UBS Financial Services Inc. will pay $5 million to settle charges that its oversight of money laundering risks was inadequate, the Securities and Exchange Commission said Monday.
While the firm did have an anti-money laundering program in place, its parameters for detecting suspicious activity during a certain period "were too narrow under the circumstances," the SEC said.
The charges involve non-resident alien brokerage accounts in a San Diego branch that the SEC said were not adequately screened for money laundering risk from January 2011 through March 2013. At the time, UBS had an average of 300,000 NRA accounts with more than $83 billion moving through them. The San Diego branch was at increased risk for money laundering because its primary business was servicing those types of accounts, with nearly 6,000 such accounts that moved more than $9 billion during the period.

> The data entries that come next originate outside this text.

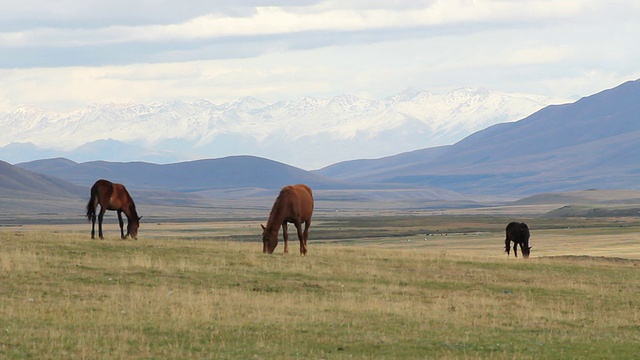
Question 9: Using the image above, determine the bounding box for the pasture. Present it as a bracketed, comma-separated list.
[1, 214, 640, 359]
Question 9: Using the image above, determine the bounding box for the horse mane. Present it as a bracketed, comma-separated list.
[128, 202, 139, 219]
[266, 187, 289, 230]
[119, 185, 139, 220]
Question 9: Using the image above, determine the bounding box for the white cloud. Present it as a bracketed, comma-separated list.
[0, 1, 585, 48]
[0, 0, 639, 113]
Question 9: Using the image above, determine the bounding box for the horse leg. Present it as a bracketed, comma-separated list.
[97, 207, 106, 240]
[90, 212, 97, 239]
[505, 238, 511, 256]
[117, 210, 125, 239]
[302, 219, 311, 256]
[294, 221, 306, 256]
[513, 243, 519, 258]
[282, 223, 289, 254]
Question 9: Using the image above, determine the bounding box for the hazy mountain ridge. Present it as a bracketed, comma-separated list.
[11, 156, 468, 216]
[0, 87, 563, 169]
[16, 156, 462, 200]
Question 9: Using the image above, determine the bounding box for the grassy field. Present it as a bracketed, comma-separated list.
[1, 216, 640, 359]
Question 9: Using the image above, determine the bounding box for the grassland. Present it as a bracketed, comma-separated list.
[1, 215, 640, 359]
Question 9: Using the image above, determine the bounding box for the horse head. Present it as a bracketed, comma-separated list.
[261, 224, 277, 254]
[127, 216, 142, 240]
[523, 246, 532, 258]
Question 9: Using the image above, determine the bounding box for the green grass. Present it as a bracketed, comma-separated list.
[1, 223, 640, 359]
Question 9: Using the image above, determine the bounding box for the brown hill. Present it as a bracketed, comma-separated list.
[0, 160, 83, 199]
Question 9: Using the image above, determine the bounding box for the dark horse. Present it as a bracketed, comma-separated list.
[261, 184, 314, 255]
[505, 222, 531, 258]
[85, 179, 141, 240]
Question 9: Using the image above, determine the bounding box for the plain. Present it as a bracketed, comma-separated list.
[1, 214, 640, 359]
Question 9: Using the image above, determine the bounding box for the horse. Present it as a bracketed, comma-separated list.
[85, 179, 141, 240]
[261, 184, 314, 255]
[505, 222, 531, 258]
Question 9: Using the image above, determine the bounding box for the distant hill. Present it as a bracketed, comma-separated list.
[16, 156, 465, 205]
[0, 159, 86, 214]
[512, 189, 640, 205]
[543, 205, 640, 218]
[0, 142, 62, 163]
[315, 146, 452, 181]
[17, 155, 355, 192]
[0, 159, 83, 199]
[316, 80, 640, 195]
[512, 189, 640, 218]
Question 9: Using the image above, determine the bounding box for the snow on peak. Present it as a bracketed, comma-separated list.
[326, 94, 374, 113]
[226, 96, 267, 112]
[191, 99, 217, 108]
[0, 88, 568, 168]
[386, 87, 429, 103]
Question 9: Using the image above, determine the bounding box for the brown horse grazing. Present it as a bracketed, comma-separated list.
[261, 184, 314, 255]
[505, 222, 531, 258]
[85, 179, 141, 240]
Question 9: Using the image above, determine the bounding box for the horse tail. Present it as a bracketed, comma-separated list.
[85, 183, 98, 221]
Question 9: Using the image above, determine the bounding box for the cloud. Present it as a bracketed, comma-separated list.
[1, 1, 582, 55]
[0, 0, 639, 113]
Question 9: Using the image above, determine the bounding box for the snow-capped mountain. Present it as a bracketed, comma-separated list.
[0, 87, 567, 169]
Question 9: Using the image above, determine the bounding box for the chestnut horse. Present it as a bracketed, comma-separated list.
[85, 179, 141, 240]
[261, 184, 314, 255]
[505, 222, 531, 258]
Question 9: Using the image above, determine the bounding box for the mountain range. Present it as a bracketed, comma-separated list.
[0, 87, 564, 169]
[316, 79, 640, 195]
[14, 156, 466, 203]
[2, 79, 639, 217]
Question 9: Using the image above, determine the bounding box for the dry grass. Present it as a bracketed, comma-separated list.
[1, 218, 640, 359]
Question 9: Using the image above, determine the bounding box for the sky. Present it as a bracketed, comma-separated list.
[1, 0, 639, 113]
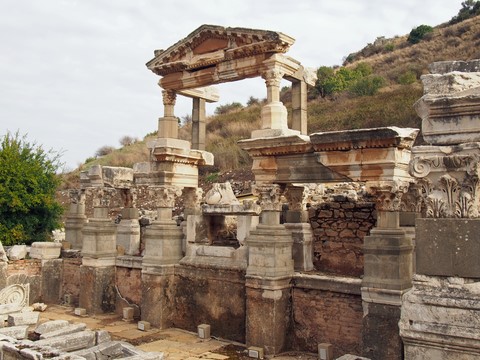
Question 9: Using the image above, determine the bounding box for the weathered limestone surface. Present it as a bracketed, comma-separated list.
[7, 246, 27, 261]
[116, 208, 141, 256]
[41, 259, 63, 304]
[29, 242, 62, 260]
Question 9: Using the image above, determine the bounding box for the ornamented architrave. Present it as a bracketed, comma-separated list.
[252, 183, 283, 211]
[410, 151, 480, 218]
[148, 185, 182, 208]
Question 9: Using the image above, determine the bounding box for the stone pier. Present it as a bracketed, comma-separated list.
[80, 188, 117, 314]
[141, 185, 182, 328]
[64, 190, 87, 250]
[245, 184, 294, 355]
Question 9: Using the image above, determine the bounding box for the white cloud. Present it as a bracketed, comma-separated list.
[0, 0, 462, 168]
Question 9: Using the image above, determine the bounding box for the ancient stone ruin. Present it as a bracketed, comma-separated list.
[2, 25, 480, 360]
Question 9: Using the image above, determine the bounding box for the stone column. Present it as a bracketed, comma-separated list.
[158, 89, 178, 139]
[116, 188, 140, 256]
[80, 187, 117, 315]
[283, 185, 313, 271]
[245, 184, 294, 355]
[291, 80, 307, 135]
[141, 185, 182, 328]
[361, 181, 414, 360]
[183, 187, 206, 246]
[192, 97, 206, 150]
[64, 189, 87, 250]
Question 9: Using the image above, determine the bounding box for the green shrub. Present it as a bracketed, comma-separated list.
[450, 0, 480, 24]
[214, 102, 243, 115]
[384, 43, 395, 52]
[348, 75, 386, 96]
[0, 132, 63, 245]
[397, 70, 417, 85]
[408, 25, 434, 44]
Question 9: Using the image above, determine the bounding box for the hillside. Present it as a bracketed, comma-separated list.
[64, 12, 480, 187]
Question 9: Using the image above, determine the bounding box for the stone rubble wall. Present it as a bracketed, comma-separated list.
[308, 196, 376, 277]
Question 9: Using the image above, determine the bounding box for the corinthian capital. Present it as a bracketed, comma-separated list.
[162, 89, 177, 106]
[149, 185, 182, 208]
[253, 183, 282, 211]
[366, 180, 410, 212]
[262, 68, 284, 87]
[284, 185, 310, 211]
[90, 187, 117, 207]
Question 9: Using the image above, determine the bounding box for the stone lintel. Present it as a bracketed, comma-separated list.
[238, 134, 312, 156]
[177, 86, 220, 102]
[293, 273, 361, 295]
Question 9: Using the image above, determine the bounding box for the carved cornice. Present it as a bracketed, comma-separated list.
[253, 183, 283, 211]
[148, 185, 182, 208]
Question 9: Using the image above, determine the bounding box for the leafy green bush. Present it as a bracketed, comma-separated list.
[384, 43, 395, 52]
[316, 63, 376, 97]
[0, 132, 63, 245]
[408, 25, 434, 44]
[397, 70, 417, 85]
[214, 102, 243, 115]
[348, 75, 386, 96]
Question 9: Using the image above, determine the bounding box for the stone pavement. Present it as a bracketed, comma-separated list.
[36, 305, 317, 360]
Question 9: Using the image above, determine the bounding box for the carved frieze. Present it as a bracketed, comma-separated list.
[148, 185, 182, 208]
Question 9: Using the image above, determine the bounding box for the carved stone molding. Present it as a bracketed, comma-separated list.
[89, 187, 117, 207]
[366, 180, 410, 212]
[148, 185, 182, 208]
[410, 153, 480, 179]
[253, 183, 282, 211]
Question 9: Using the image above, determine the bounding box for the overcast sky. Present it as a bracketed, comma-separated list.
[0, 0, 462, 169]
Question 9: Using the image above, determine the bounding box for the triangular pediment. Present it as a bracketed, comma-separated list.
[146, 24, 295, 76]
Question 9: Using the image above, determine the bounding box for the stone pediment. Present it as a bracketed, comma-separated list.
[146, 24, 295, 76]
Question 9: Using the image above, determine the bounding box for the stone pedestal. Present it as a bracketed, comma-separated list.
[141, 186, 183, 327]
[361, 210, 414, 360]
[80, 207, 117, 314]
[116, 208, 140, 256]
[400, 275, 480, 359]
[65, 203, 87, 250]
[284, 222, 313, 272]
[245, 202, 294, 355]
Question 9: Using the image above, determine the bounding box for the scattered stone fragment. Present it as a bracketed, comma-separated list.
[32, 302, 48, 312]
[35, 319, 70, 335]
[95, 329, 111, 344]
[7, 311, 39, 326]
[137, 321, 150, 331]
[7, 245, 27, 260]
[0, 325, 29, 339]
[74, 307, 87, 316]
[35, 329, 96, 352]
[40, 323, 87, 339]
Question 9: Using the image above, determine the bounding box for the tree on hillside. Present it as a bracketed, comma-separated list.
[0, 132, 63, 245]
[450, 0, 480, 24]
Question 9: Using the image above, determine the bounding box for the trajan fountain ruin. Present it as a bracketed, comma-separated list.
[1, 25, 480, 360]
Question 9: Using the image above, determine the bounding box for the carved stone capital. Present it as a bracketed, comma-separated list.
[68, 189, 85, 205]
[262, 68, 284, 88]
[284, 185, 310, 211]
[183, 187, 203, 210]
[120, 188, 137, 208]
[253, 183, 282, 211]
[90, 187, 117, 207]
[366, 181, 410, 212]
[162, 89, 177, 106]
[410, 148, 480, 218]
[149, 185, 182, 208]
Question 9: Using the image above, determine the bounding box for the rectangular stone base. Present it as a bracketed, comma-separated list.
[79, 266, 116, 315]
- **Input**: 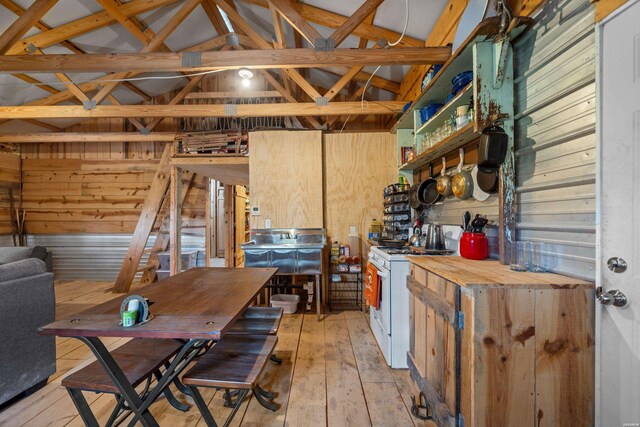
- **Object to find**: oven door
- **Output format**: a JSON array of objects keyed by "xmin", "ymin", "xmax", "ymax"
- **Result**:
[{"xmin": 368, "ymin": 258, "xmax": 391, "ymax": 335}]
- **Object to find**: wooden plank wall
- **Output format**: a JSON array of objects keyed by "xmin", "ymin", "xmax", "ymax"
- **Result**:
[
  {"xmin": 0, "ymin": 151, "xmax": 21, "ymax": 235},
  {"xmin": 20, "ymin": 118, "xmax": 206, "ymax": 234},
  {"xmin": 324, "ymin": 132, "xmax": 396, "ymax": 251},
  {"xmin": 249, "ymin": 130, "xmax": 323, "ymax": 229}
]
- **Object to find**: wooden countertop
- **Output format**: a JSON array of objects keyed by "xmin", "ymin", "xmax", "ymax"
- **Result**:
[{"xmin": 408, "ymin": 256, "xmax": 594, "ymax": 289}]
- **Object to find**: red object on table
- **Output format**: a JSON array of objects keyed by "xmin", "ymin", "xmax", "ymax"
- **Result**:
[{"xmin": 459, "ymin": 232, "xmax": 489, "ymax": 260}]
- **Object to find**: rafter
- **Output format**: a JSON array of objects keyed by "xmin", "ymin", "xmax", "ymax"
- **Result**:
[
  {"xmin": 349, "ymin": 8, "xmax": 376, "ymax": 95},
  {"xmin": 0, "ymin": 34, "xmax": 230, "ymax": 128},
  {"xmin": 0, "ymin": 101, "xmax": 405, "ymax": 119},
  {"xmin": 91, "ymin": 0, "xmax": 204, "ymax": 104},
  {"xmin": 3, "ymin": 0, "xmax": 180, "ymax": 55},
  {"xmin": 214, "ymin": 0, "xmax": 321, "ymax": 100},
  {"xmin": 238, "ymin": 0, "xmax": 422, "ymax": 47},
  {"xmin": 330, "ymin": 0, "xmax": 385, "ymax": 47},
  {"xmin": 19, "ymin": 119, "xmax": 62, "ymax": 132},
  {"xmin": 144, "ymin": 75, "xmax": 206, "ymax": 131},
  {"xmin": 319, "ymin": 66, "xmax": 400, "ymax": 94},
  {"xmin": 202, "ymin": 0, "xmax": 230, "ymax": 35},
  {"xmin": 0, "ymin": 132, "xmax": 178, "ymax": 143},
  {"xmin": 267, "ymin": 0, "xmax": 322, "ymax": 46},
  {"xmin": 259, "ymin": 70, "xmax": 322, "ymax": 129},
  {"xmin": 0, "ymin": 47, "xmax": 451, "ymax": 73},
  {"xmin": 0, "ymin": 0, "xmax": 58, "ymax": 54},
  {"xmin": 106, "ymin": 94, "xmax": 147, "ymax": 132}
]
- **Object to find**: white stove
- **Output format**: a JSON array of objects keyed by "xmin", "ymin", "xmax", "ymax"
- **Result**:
[
  {"xmin": 368, "ymin": 245, "xmax": 411, "ymax": 369},
  {"xmin": 367, "ymin": 226, "xmax": 461, "ymax": 369}
]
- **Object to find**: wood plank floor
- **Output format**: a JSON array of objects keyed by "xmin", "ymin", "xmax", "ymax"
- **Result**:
[{"xmin": 0, "ymin": 281, "xmax": 434, "ymax": 427}]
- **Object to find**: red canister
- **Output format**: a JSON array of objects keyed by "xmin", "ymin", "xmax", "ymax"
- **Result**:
[{"xmin": 459, "ymin": 232, "xmax": 489, "ymax": 260}]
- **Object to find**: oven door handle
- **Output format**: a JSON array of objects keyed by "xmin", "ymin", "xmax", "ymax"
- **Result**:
[{"xmin": 369, "ymin": 259, "xmax": 389, "ymax": 278}]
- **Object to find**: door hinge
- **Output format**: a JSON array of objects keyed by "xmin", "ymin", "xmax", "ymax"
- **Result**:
[
  {"xmin": 458, "ymin": 414, "xmax": 465, "ymax": 427},
  {"xmin": 456, "ymin": 311, "xmax": 464, "ymax": 329}
]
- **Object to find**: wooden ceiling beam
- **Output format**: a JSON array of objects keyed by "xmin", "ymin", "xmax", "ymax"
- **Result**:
[
  {"xmin": 91, "ymin": 0, "xmax": 204, "ymax": 104},
  {"xmin": 145, "ymin": 74, "xmax": 206, "ymax": 131},
  {"xmin": 185, "ymin": 90, "xmax": 283, "ymax": 99},
  {"xmin": 0, "ymin": 0, "xmax": 83, "ymax": 54},
  {"xmin": 238, "ymin": 0, "xmax": 423, "ymax": 47},
  {"xmin": 0, "ymin": 101, "xmax": 405, "ymax": 118},
  {"xmin": 0, "ymin": 132, "xmax": 178, "ymax": 143},
  {"xmin": 0, "ymin": 0, "xmax": 58, "ymax": 54},
  {"xmin": 19, "ymin": 119, "xmax": 62, "ymax": 132},
  {"xmin": 267, "ymin": 0, "xmax": 322, "ymax": 46},
  {"xmin": 330, "ymin": 0, "xmax": 385, "ymax": 47},
  {"xmin": 0, "ymin": 47, "xmax": 451, "ymax": 73},
  {"xmin": 106, "ymin": 94, "xmax": 147, "ymax": 132},
  {"xmin": 202, "ymin": 0, "xmax": 230, "ymax": 35},
  {"xmin": 259, "ymin": 70, "xmax": 322, "ymax": 129},
  {"xmin": 214, "ymin": 0, "xmax": 321, "ymax": 100},
  {"xmin": 4, "ymin": 0, "xmax": 180, "ymax": 55},
  {"xmin": 349, "ymin": 9, "xmax": 376, "ymax": 95},
  {"xmin": 319, "ymin": 66, "xmax": 400, "ymax": 94}
]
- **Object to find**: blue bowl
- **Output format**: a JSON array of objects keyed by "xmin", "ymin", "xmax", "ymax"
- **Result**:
[
  {"xmin": 451, "ymin": 70, "xmax": 473, "ymax": 95},
  {"xmin": 419, "ymin": 103, "xmax": 443, "ymax": 124},
  {"xmin": 402, "ymin": 101, "xmax": 412, "ymax": 113}
]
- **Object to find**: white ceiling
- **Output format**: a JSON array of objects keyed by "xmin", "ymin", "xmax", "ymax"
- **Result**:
[{"xmin": 0, "ymin": 0, "xmax": 450, "ymax": 131}]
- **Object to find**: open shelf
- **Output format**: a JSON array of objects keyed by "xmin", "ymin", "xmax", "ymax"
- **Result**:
[
  {"xmin": 399, "ymin": 123, "xmax": 478, "ymax": 172},
  {"xmin": 415, "ymin": 83, "xmax": 473, "ymax": 136}
]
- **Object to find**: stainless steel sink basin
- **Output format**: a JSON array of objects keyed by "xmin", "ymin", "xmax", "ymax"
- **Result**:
[{"xmin": 241, "ymin": 228, "xmax": 326, "ymax": 275}]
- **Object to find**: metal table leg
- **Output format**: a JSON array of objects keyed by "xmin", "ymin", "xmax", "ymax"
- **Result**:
[{"xmin": 77, "ymin": 337, "xmax": 206, "ymax": 427}]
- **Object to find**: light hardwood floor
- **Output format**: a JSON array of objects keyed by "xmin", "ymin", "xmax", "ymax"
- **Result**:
[{"xmin": 0, "ymin": 281, "xmax": 433, "ymax": 427}]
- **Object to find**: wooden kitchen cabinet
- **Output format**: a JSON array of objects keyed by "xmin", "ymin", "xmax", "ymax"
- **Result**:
[{"xmin": 407, "ymin": 257, "xmax": 594, "ymax": 427}]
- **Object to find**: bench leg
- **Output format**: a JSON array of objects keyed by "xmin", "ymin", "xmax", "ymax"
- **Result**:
[
  {"xmin": 188, "ymin": 386, "xmax": 219, "ymax": 427},
  {"xmin": 67, "ymin": 388, "xmax": 99, "ymax": 427},
  {"xmin": 255, "ymin": 383, "xmax": 276, "ymax": 400},
  {"xmin": 153, "ymin": 371, "xmax": 190, "ymax": 412},
  {"xmin": 253, "ymin": 387, "xmax": 279, "ymax": 412},
  {"xmin": 105, "ymin": 395, "xmax": 127, "ymax": 427},
  {"xmin": 269, "ymin": 354, "xmax": 283, "ymax": 364}
]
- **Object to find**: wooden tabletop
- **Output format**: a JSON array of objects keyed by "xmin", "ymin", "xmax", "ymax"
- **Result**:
[
  {"xmin": 40, "ymin": 267, "xmax": 277, "ymax": 340},
  {"xmin": 408, "ymin": 256, "xmax": 594, "ymax": 289}
]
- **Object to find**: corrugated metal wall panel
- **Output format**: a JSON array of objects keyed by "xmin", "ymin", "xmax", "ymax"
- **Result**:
[
  {"xmin": 26, "ymin": 234, "xmax": 205, "ymax": 282},
  {"xmin": 514, "ymin": 0, "xmax": 596, "ymax": 280}
]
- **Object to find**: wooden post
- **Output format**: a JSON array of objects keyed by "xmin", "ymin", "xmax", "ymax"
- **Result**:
[
  {"xmin": 170, "ymin": 165, "xmax": 182, "ymax": 275},
  {"xmin": 223, "ymin": 184, "xmax": 235, "ymax": 267},
  {"xmin": 205, "ymin": 177, "xmax": 212, "ymax": 267}
]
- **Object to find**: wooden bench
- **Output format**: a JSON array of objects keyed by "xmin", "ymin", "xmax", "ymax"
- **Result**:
[
  {"xmin": 182, "ymin": 335, "xmax": 279, "ymax": 427},
  {"xmin": 62, "ymin": 338, "xmax": 187, "ymax": 426},
  {"xmin": 227, "ymin": 306, "xmax": 284, "ymax": 364}
]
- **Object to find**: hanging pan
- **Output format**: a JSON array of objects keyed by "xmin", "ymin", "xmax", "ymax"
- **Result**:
[
  {"xmin": 472, "ymin": 165, "xmax": 491, "ymax": 201},
  {"xmin": 436, "ymin": 156, "xmax": 452, "ymax": 196},
  {"xmin": 418, "ymin": 164, "xmax": 442, "ymax": 207},
  {"xmin": 409, "ymin": 184, "xmax": 422, "ymax": 210},
  {"xmin": 452, "ymin": 148, "xmax": 474, "ymax": 200}
]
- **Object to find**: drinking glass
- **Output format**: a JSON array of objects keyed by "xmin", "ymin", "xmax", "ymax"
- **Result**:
[
  {"xmin": 510, "ymin": 241, "xmax": 530, "ymax": 272},
  {"xmin": 531, "ymin": 242, "xmax": 548, "ymax": 273}
]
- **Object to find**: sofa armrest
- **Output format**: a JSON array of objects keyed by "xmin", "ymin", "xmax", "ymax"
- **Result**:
[{"xmin": 0, "ymin": 272, "xmax": 56, "ymax": 404}]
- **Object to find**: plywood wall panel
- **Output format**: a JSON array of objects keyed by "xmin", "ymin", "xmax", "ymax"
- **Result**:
[
  {"xmin": 249, "ymin": 130, "xmax": 323, "ymax": 229},
  {"xmin": 324, "ymin": 132, "xmax": 396, "ymax": 246}
]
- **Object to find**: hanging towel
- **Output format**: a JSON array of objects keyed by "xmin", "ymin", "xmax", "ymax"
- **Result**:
[{"xmin": 365, "ymin": 262, "xmax": 381, "ymax": 309}]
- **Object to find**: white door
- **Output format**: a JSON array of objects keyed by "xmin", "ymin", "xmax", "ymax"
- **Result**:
[{"xmin": 598, "ymin": 1, "xmax": 640, "ymax": 424}]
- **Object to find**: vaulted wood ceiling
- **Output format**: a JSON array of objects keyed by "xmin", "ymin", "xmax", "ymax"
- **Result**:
[{"xmin": 0, "ymin": 0, "xmax": 461, "ymax": 134}]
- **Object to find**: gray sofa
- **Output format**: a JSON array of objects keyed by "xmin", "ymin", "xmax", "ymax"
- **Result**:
[{"xmin": 0, "ymin": 247, "xmax": 56, "ymax": 405}]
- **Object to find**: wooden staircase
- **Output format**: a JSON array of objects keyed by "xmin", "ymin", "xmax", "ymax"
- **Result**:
[{"xmin": 113, "ymin": 143, "xmax": 195, "ymax": 293}]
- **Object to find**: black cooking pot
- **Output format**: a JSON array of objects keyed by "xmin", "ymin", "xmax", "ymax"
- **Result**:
[
  {"xmin": 478, "ymin": 125, "xmax": 508, "ymax": 169},
  {"xmin": 476, "ymin": 169, "xmax": 499, "ymax": 193}
]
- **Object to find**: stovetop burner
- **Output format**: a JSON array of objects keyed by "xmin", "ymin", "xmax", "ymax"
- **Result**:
[{"xmin": 374, "ymin": 246, "xmax": 412, "ymax": 254}]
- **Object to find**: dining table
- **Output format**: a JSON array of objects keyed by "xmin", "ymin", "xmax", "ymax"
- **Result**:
[{"xmin": 39, "ymin": 267, "xmax": 278, "ymax": 427}]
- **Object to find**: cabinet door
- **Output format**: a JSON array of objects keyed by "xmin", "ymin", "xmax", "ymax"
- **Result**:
[
  {"xmin": 271, "ymin": 249, "xmax": 296, "ymax": 274},
  {"xmin": 407, "ymin": 265, "xmax": 428, "ymax": 379},
  {"xmin": 244, "ymin": 249, "xmax": 270, "ymax": 268},
  {"xmin": 424, "ymin": 274, "xmax": 458, "ymax": 425},
  {"xmin": 296, "ymin": 249, "xmax": 322, "ymax": 274}
]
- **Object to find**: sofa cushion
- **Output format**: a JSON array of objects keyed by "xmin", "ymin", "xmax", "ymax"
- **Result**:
[
  {"xmin": 0, "ymin": 258, "xmax": 46, "ymax": 282},
  {"xmin": 0, "ymin": 246, "xmax": 48, "ymax": 265}
]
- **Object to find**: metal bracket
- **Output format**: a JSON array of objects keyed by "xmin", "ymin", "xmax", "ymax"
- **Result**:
[
  {"xmin": 456, "ymin": 311, "xmax": 464, "ymax": 330},
  {"xmin": 315, "ymin": 96, "xmax": 329, "ymax": 106},
  {"xmin": 27, "ymin": 43, "xmax": 37, "ymax": 54},
  {"xmin": 224, "ymin": 104, "xmax": 238, "ymax": 116},
  {"xmin": 182, "ymin": 51, "xmax": 201, "ymax": 68},
  {"xmin": 226, "ymin": 33, "xmax": 239, "ymax": 46},
  {"xmin": 315, "ymin": 38, "xmax": 335, "ymax": 51},
  {"xmin": 493, "ymin": 37, "xmax": 510, "ymax": 89},
  {"xmin": 376, "ymin": 39, "xmax": 387, "ymax": 47},
  {"xmin": 83, "ymin": 100, "xmax": 97, "ymax": 110},
  {"xmin": 139, "ymin": 127, "xmax": 151, "ymax": 135}
]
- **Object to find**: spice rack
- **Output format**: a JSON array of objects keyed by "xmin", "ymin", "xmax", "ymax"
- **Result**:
[{"xmin": 383, "ymin": 183, "xmax": 411, "ymax": 241}]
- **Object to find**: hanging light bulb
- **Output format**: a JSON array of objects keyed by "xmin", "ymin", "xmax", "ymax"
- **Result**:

By offering other services, such as wires, internal transfers between accounts, check writing, ATM withdrawals, cash advances and ACH transfers, the firm was susceptible to the risks of money laundering, the SEC said.
"While there is nothing inherently suspicious about NRA customers," there may be an increased money laundering risk from customers engaging in cross-border money movements between high-risk jurisdictions, off-shore shell companies or personal investment companies. Some of the San Diego NRA account holders lived in countries that UBS itself had identified as at increased risk of money laundering, including Mexico, Venezuela, and Panama, the SEC said.
UBS said in a statement that it is pleased to have resolved this matter, which addressed certain legacy anti-money laundering program deficiencies. "UBS remains fully committed to assisting the government in combating money laundering and other illicit activity," the statement said.